National park in Angola

Bicuari National Park (Parque Nacional do Bicuar; also called Bicuar National Park or Bikuar/Huíla National Park) is a national park in Angola. It is located in the south-west region of the country on the Huíla Plateau, about 120 km southeast of Lubango. The park is an area of sandy hills and shrub thicket character. The climate is tropical semi-arid. Bicuar was established as a hunting reserve in 1938, and reformed as a national park in 1964. Historically known for its large mammals, such as the black buffalo, the park suffered heavily in the Angolan Civil War (1975–2002). During this time the animals were mostly or entirely exterminated, but the Angolan Government is now undertaking efforts to rebuild the infrastructure and resettle the animals.

==Natural features==
The park is bordered on the east by the Cunene River, one of the few perennial rivers in the region. The dominant vegetation is described as Angolan miombo woodlands and Angolan mopane woodlands, an area of savanna and woodlands on the plateau east of the coastal hills. Portions of the park are seasonally wet or wetland swamps and dambo grasslands.

The Bicuar stands at the northern end of a distinct ecoregion known as the Angolan mopane woodlands. The area is known for high species richness, variable rainfall, and the importance of mopane trees to the animals and people of the region.

The climate of Bicuari is described under the Köppen climate classification system as temperate highland tropical climate with dry winters (Cwb), and the warmest months' temperatures average below 22 C. Average rainfall is 600–800 mm/year.

==Animal life==
The area has historically been known for large herds of common antelopes, elephants, and other large mammals. Besides elephants and antelopes, the park also reportedly supports spotted hyenas, lions, elands, gnus and zebras.

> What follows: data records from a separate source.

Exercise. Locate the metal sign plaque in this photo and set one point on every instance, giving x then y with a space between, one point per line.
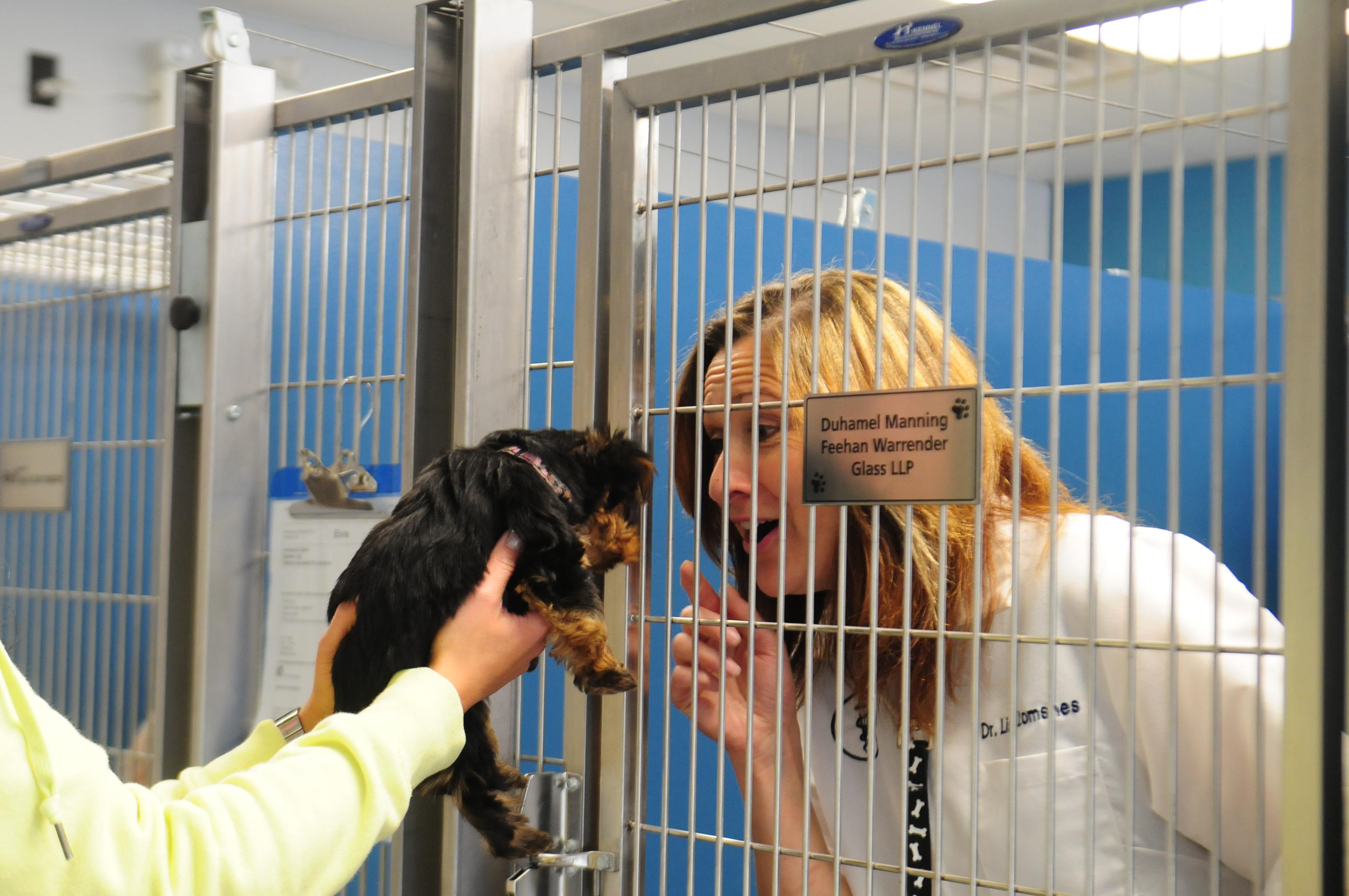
903 446
36 475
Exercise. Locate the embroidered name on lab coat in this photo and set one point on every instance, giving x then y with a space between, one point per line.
1029 717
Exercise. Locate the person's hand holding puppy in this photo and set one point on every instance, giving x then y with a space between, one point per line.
478 651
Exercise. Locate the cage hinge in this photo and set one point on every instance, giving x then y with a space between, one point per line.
554 803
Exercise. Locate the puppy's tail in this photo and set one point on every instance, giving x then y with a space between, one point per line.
485 789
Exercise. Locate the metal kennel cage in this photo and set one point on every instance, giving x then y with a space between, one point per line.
1139 238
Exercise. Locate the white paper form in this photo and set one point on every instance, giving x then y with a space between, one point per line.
305 556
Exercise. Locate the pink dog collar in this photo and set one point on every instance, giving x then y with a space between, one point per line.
537 463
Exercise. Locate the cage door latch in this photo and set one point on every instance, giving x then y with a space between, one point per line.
554 803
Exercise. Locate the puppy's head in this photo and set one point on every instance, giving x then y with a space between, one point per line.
607 474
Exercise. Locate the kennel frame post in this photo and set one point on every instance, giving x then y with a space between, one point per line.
617 815
231 469
466 291
1313 527
590 373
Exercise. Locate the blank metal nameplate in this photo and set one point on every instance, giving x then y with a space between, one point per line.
36 475
901 446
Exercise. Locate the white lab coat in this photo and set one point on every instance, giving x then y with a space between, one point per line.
1082 727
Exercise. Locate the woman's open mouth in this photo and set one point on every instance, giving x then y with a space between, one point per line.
764 535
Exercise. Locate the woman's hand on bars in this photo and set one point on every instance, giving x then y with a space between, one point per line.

All species populations are believed to have been severely reduced during the war (the park was reportedly used as a practice artillery range), poaching, and human encroachment. Since cessation of hostilities, work has begun by the Huíla provincial government to rebuild the infrastructure of the park to attract and protect animals. As of 2013, it has been reported that some of the large mammals are returning to Bicuar. The park administrator noted that they "are happy with the return of herds of elephants into the municipalities of Quipungo, Matala and Gambos, as the animals are recognising their habitat and are reproducing inside the park".